Some people eat, sleep and chew gum, I do genealogy and write...

Tuesday, December 10, 2013

What is Digital Preservation and why do I care?

From time to time, the online genealogical community produces a wave of posts about backing up files. But we all need to take one further step and that is to be concerned about digital preservation. Simply put, we need to be concerned that the backup files we have on our flash drives, external hard drives and online cloud storage don't become obsolete. There are multiple pathways to the perdition of losing files through changing file formats and operating systems and any one of those paths could render your carefully backed-up files unreadable. This issue is sort-of a background problem that I regularly face, both from my own systems as well as from those of the people I talk to in classes and at conferences.

I believe I have previously told the story of my own challenges in keeping a computer-based journal for the past thirty years. The major part of the challenge happened just a few years ago right around this time of year, when I discovered that my old Microsoft Word files were not recognized by any of the programs I had on my computer. Fortunately, I found Open Office (presently I use Libre Office) was able to read the old files and I spent a week or two converting files and verifying the newly created files were complete and readable. In just the short time since that happened, I have already gone through a major issue in retrieving files from a crashed older iMac.

How many of you have updated any of you have updated your operating system recently? Can you count how many updates there have been since you last opened and verified some of your older files? Are you even aware that this is a problem? Here are some interesting websites in that regard:

I am not particularly picking on Microsoft, here is the same thing for the Apple OS X systems:

Let me propound another hypothetical situation. Most of us are mature adults and for some of us time passes rather quickly. Let's go back just five short years to about 2008. What computers were we using at that time? What operating system? Without digging into the history and reconstructing events, how many of us can even remember? How about ten years ago in 2003? Remember this event and the year: the first iPad was introduced on 3 April 2010. Now what do you think about computers and operating systems? I am already getting long sad stories from tablet computer users about the inability to retrieve data and failing apps on older tablet computers. 
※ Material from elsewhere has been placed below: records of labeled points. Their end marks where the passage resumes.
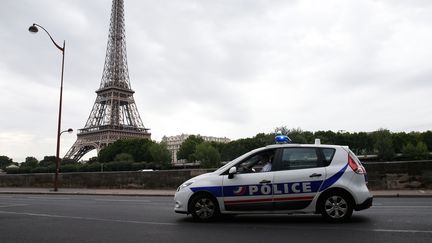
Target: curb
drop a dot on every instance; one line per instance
(169, 193)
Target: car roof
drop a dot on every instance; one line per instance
(302, 145)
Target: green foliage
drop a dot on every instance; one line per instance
(188, 147)
(48, 161)
(31, 162)
(384, 144)
(208, 155)
(417, 152)
(138, 148)
(123, 157)
(160, 154)
(5, 161)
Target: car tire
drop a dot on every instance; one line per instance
(204, 208)
(336, 207)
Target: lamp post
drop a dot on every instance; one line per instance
(34, 29)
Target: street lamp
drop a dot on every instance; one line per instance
(34, 29)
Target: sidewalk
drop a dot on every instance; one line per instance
(169, 193)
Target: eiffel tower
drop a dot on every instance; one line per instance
(114, 115)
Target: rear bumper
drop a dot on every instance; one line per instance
(365, 205)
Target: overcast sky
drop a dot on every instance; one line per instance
(226, 68)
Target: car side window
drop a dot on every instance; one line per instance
(328, 154)
(258, 162)
(299, 158)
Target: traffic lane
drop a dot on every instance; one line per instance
(128, 219)
(49, 228)
(112, 207)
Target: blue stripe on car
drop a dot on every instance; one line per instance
(332, 180)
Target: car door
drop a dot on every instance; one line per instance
(249, 189)
(298, 175)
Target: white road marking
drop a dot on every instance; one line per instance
(402, 207)
(13, 205)
(51, 198)
(122, 200)
(89, 218)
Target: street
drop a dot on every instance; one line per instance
(78, 218)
Now, if for some reason, you can easily answer my two questions above because you are still using the same computer and the same operating system, you are living a much more dangerous data life than I could possibly endure. But think about this, there are a huge number of genealogists who are still depending entirely on a program that was discontinued in 2002! That is Personal Ancestral File or PAF. How many of us still have PAF on our current computer? How long will any computer be able to read those files?

Obviously, I am writing about two separate issues: changing hardware technology (i.e. new computers) and changing operating system and application program changes. Concern about both of these areas is what is being talked about in the digital preservation circles. Leading that effort is the Library of Congress and the National Digital Information Infrastructure and Preservation Program

The process of keeping our older files and their formats compatible with present technology is called "file migration." We are coming to the end of another year (2013, assuming I can still read a calendar) and it is time to think about a lot of things, but as genealogists it is time to think about data migration and preservation. Before we run out an buy that next new computer, maybe we should assure outselves that all the work we have done in past years is still readable and secure. Just a thought. 


  1. Longevity of our data is something we should all be worried about. In principle, if your data representation is described by a true standard (through some body such as FHISO), and that specification made freely available, then it will always be possible to generate a piece of software that can understand your data. Unfortunately, some vendors still do not publicise their proprietary formats, and very often we’re left with a proprietary database schema that is useless without the vendor’s own software. This is one of the reasons I questioned the need for a disk-based database at all since it’s opaque, not portable, and prone to corruptions.

    1. Good points, especially if the data, even with standards, is on an obsolete format such as the store of old Iomega disks I have.

  2. I knew there was a reason I did not throw out all those paper copies. But, when you only have about 800 in your tree it isn't that much.